Ölüm Bir Nasihattir...

Bize nasihat et ey Allah'ın Resulü, 

diyen Hz. Ömer'e (ra) hitaben,

Peygamberimiz (sav ); 

''Nasihat olarak ölüm sana yeter, ey Ömer!'' buyurmuştur.

Eğer ki bir insan ölümden herhangi bir ibret ve nasihat almıyorsa, başka hiç birşeyden alamaz.

Kuşkusuz ölüm bir gün kapımızı çalacak, 

fakat o anı belirleyen biz olmayacağız.

Ölümün ihalesi, hilesi, iptali, imtiyazı, 

iltiması yok. 

Allah, kendi eceli gelmiş bulunan hiçbir kimseyi kesinlikle ertelemez Allah, yaptıklarınızdan haberdardır. (Münafikun; 11) 
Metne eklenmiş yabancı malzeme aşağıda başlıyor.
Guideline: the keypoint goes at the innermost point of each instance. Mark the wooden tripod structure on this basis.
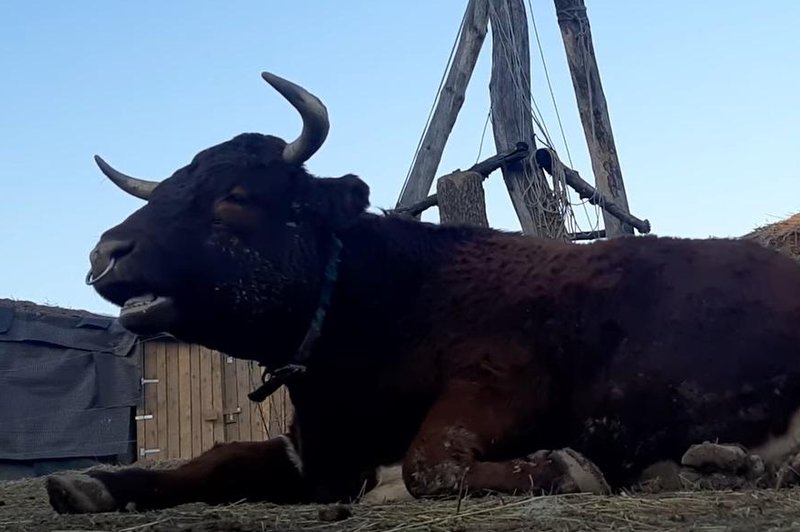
(535, 203)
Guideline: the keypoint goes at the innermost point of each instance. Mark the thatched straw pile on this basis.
(783, 236)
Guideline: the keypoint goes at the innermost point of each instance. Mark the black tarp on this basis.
(69, 387)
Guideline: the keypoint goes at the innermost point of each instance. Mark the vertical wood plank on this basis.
(231, 399)
(173, 402)
(217, 398)
(242, 389)
(259, 412)
(197, 400)
(142, 408)
(185, 403)
(162, 415)
(207, 405)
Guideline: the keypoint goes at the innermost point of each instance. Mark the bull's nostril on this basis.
(104, 257)
(109, 267)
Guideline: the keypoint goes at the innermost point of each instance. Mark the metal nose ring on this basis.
(109, 267)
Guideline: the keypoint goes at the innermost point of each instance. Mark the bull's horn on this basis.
(132, 185)
(315, 119)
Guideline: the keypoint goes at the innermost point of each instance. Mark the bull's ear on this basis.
(339, 201)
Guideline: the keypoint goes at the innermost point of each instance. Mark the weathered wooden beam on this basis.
(510, 91)
(588, 235)
(461, 199)
(550, 162)
(577, 36)
(473, 33)
(485, 167)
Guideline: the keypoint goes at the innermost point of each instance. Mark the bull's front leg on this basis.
(447, 457)
(254, 471)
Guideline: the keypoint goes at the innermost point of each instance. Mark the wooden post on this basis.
(577, 37)
(510, 91)
(449, 104)
(461, 199)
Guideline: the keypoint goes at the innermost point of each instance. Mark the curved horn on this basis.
(315, 119)
(132, 185)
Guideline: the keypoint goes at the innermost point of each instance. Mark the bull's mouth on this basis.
(148, 314)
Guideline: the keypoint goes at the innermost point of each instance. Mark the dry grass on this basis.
(783, 236)
(25, 508)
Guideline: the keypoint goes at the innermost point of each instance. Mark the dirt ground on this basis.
(24, 507)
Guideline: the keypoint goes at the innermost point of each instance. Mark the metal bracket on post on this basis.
(144, 452)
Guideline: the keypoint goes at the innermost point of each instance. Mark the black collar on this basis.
(272, 380)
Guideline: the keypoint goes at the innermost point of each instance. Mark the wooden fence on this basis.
(194, 397)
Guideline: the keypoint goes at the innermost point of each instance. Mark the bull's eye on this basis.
(235, 211)
(237, 196)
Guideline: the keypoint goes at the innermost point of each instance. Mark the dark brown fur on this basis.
(459, 351)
Ölüm geldiğinde kaskatı bir haldeki bedeniniz evin bir odasında veya bir hastane morgunda bekletilecek, ardından kefene sarılarak dar bir tabutun içinde cenaze arabasına yerleştirilip mezara götürülecektir. Sonra bedeniniz sizin için açılmış bir çukurun dibine bırakılacak, üzeriniz iyice toprakla örtülecektir Ve yakınlarınız mezarınızın başında ağlaşırken ruhunuz tüm bunlara şahit olacaktır.
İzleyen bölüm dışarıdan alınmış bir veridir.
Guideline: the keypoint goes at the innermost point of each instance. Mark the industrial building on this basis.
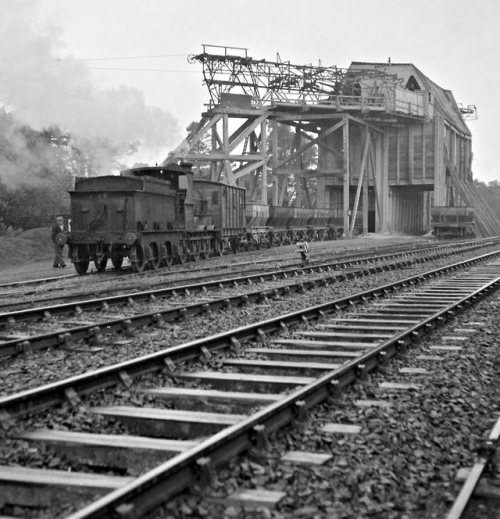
(379, 145)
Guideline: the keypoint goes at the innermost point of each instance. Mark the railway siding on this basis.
(293, 408)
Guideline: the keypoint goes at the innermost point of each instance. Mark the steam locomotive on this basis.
(156, 216)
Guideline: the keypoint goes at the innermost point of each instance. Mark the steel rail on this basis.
(360, 257)
(175, 475)
(93, 332)
(38, 399)
(96, 303)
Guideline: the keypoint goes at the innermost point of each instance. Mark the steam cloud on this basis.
(41, 90)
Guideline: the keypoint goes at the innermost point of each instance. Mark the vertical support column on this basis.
(321, 182)
(411, 156)
(439, 168)
(213, 163)
(424, 126)
(274, 154)
(263, 151)
(225, 144)
(366, 183)
(382, 181)
(398, 155)
(346, 176)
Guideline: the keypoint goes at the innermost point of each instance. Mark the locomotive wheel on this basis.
(101, 264)
(81, 266)
(195, 251)
(137, 258)
(154, 261)
(182, 254)
(218, 249)
(117, 263)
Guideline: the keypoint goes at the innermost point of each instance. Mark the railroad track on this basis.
(212, 265)
(345, 346)
(85, 327)
(474, 482)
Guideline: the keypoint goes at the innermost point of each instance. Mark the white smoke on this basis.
(42, 86)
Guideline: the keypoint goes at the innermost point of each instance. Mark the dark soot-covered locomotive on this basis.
(156, 216)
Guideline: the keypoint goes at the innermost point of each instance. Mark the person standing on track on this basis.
(302, 249)
(58, 228)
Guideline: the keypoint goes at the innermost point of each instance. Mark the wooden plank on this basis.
(445, 348)
(43, 488)
(429, 357)
(396, 310)
(189, 397)
(400, 318)
(340, 428)
(169, 423)
(372, 403)
(255, 498)
(241, 381)
(370, 319)
(413, 371)
(306, 458)
(398, 386)
(294, 354)
(356, 337)
(107, 450)
(304, 343)
(382, 327)
(280, 366)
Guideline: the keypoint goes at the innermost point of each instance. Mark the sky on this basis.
(119, 67)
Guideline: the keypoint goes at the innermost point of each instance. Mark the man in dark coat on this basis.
(57, 228)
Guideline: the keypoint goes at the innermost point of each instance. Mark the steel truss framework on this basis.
(243, 141)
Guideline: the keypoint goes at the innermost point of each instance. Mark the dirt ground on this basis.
(29, 255)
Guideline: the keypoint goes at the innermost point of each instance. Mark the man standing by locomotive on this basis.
(57, 228)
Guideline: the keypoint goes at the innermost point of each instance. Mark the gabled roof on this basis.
(443, 99)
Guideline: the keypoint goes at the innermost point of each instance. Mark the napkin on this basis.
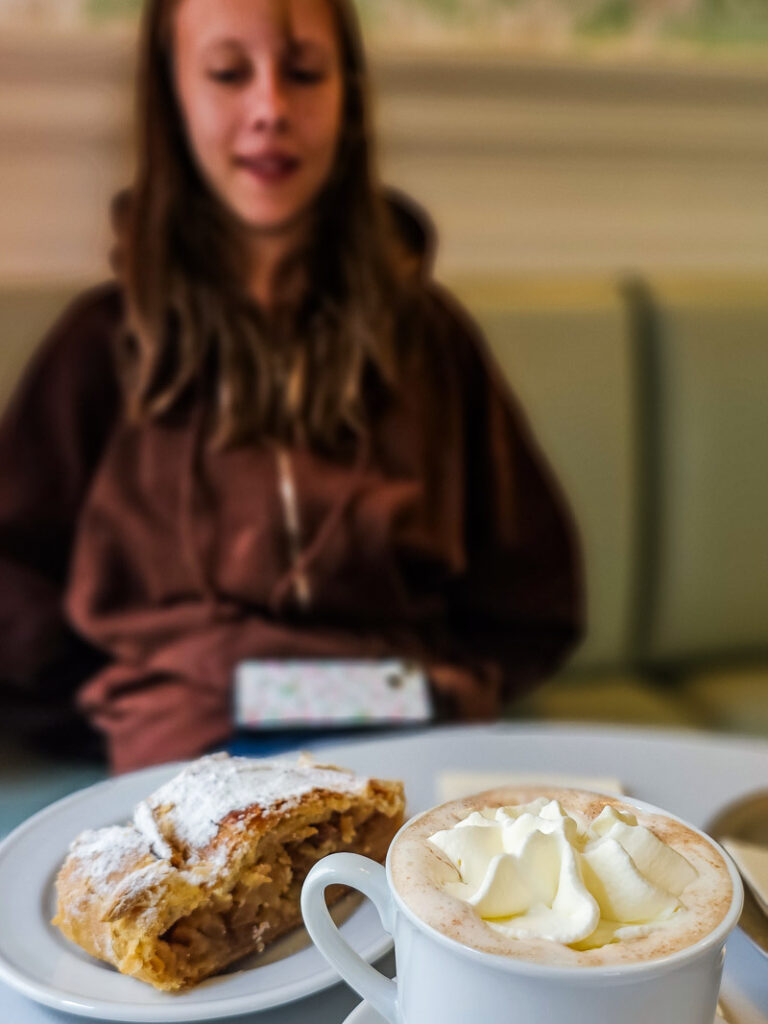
(455, 784)
(752, 860)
Bir zamanlar itinayla baktığınız bedeniniz kısa bir süre içinde çürümeye, kokuşmaya başlayacak, 

geriye sadece bir kemik yığınından ibaret iskeletiniz kalacaktır Ve unutmayın, 

bu günle mutlaka karşılaşacağız; 

eninde sonunda bir gün bedenimiz toprağın altında yapayalnız kalacaktır..

İnsan bedeninin ölümden sonra girdiği hal kuşkusuz ibret vericidir. 

Böyle bir görüntüyle birkaç dakika hatta saniyeler süresince muhatap olmak bile bir insan için dayanılmazdır.

Tüm bu gerçeklere rağmen insanların çoğu dünyayla ilgili her konuda kendi çıkar ve menfaatlerini en ince ayrıntılarıyla hesaplarken, kendileriyle ilgili en büyük hakikat olan ölümü hesaba katmazlar..

Dünya hayatı ahiret hayatına göre rüya gibidir. 

Hadis-i şerifte; ''İnsanlar uykudadır,ölünce uyanırlar'', buyurulur.

Fakat insanın öldükten sonra uyanması ona bir fayda sağlamayacaktır.

Ölüm anı kafirler ve zalimler için çok şiddetli olacaktır. 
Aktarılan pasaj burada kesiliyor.